Chambers, who is also the chairman of S&P's sovereign ratings committee, said on Tuesday that US treasury bills maturing on August 4 would be rated 'D' if the government fails to honour them. Unaffected treasuries would be downgraded as well, but not as sharply, he said.
'If the US government misses a payment, it goes to D,' Chambers said. 'That would happen right after August 4, when the bills mature, because they don't have a grace period.'
Fears of a technical default have been rising after budget negotiations between Democrats and Republicans fell apart in Washington earlier this week. Even a brief default by the United States would immediately increase the country's borrowing costs, weighing on the fragile economic recovery and eroding the dollar's status as a reserve currency.
On August 4, the treasury department is due to pay off $30 billion in maturing short-term debt.
With the debt talks stalled, new ideas are surfacing such as prioritising debt payments. But treasury secretary Timothy Geithner warned lawmakers on Wednesday that such a move would still cause investors to shun treasury securities.
Geithner said that because the United States now borrows roughly 40 cents of every dollar it spends, prioritising payments with no debt limit increase would require cutting 40 per cent of all government expenditures.
S&P is not the first agency to say it will downgrade the United States if a payment is missed. Rival credit rater Moody's on June 2 was the first to say it would downgrade the United States shortly after a possible ceiling-related default to the Aa range.
Moody's on Wednesday said a US credit downgrade would also affect the ratings of some states and municipalities with strong credit links to the federal government.
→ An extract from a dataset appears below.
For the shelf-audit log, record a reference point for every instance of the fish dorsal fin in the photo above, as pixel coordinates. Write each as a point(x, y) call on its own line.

Chambers insisted that the likelihood of a US default is 'extremely low,' as S&P expects a last-minute increase to the country's debt ceiling just like it has happened more than 70 times since the 1960s.
He also noted a default on US treasuries — a benchmark against which all other debt is measured — would dwarf any worries about US credit ratings as global markets would crumble.
Chambers made clear, however, that S&P is more worried about the ability of the government to meaningfully cut its deficit over the next two years, with presidential elections in 2012 making a bipartisan agreement much tougher.